We conducted this study to examine the effects of safflower seed granular tea containing physiologically active polyphenols on antioxidative activities and bone metabolism. Forty postmenopausal women ages 49 to 64-years were recruited from Daegu and Gyeongbuk and were randomly assigned to either a safflower tea supplement (Saf-tea) group (n=27) or a placebo group (n=13). The Saf-tea group received 20 g of safflower seed granule tea per day containing a 13% ethanol extract of defatted safflower seeds, whereas the placebo group received a similar type of tea that lacked the ethanol extract. No significant changes in nutrient intake for either the placebo or Saf-tea groups were observed before or after the study period, except vitamin A intake increased after 6 months in the Saf-tea group. Dietary phytoestrogen intakes were similar in the Saf-tea group (60.3 mg) and placebo group (52.5 mg). Significant increases in plasma genistein and enterolactone were observed in the Saf-tea group. After 6 months of supplementation, serum levels of antioxidant vitamins such as a-tocopherol and ascorbic acid increased significantly, and TBARS levels decreased in the Saf-tea group compared to the placebo group. Serum osteocalcin levels were reduced (P<0.05) in the Saf-tea group after 6 months, whereas serum osteocalcin did not change in the placebo group.
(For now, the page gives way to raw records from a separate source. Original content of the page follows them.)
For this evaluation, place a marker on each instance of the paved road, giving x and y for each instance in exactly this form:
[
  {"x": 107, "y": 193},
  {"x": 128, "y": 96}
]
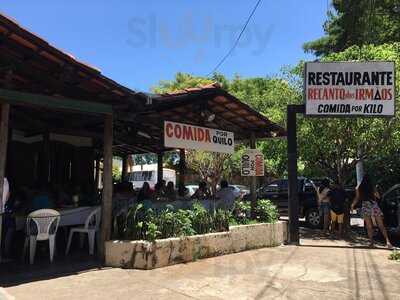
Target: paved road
[{"x": 320, "y": 269}]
Urinary deoxypyridinoline/creatinine excretion was not different between the two groups at baseline, and did not change in either group after 6 months. Bone mineral density decreased significantly in the placebo group (P<0.01) but not in the supplemented group. It was concluded that polyphenols (72 mg/day), including serotonin derivatives, in the Saf-tea had both antioxidant and potential bone protecting effects in postmenopausal women without liver toxicity.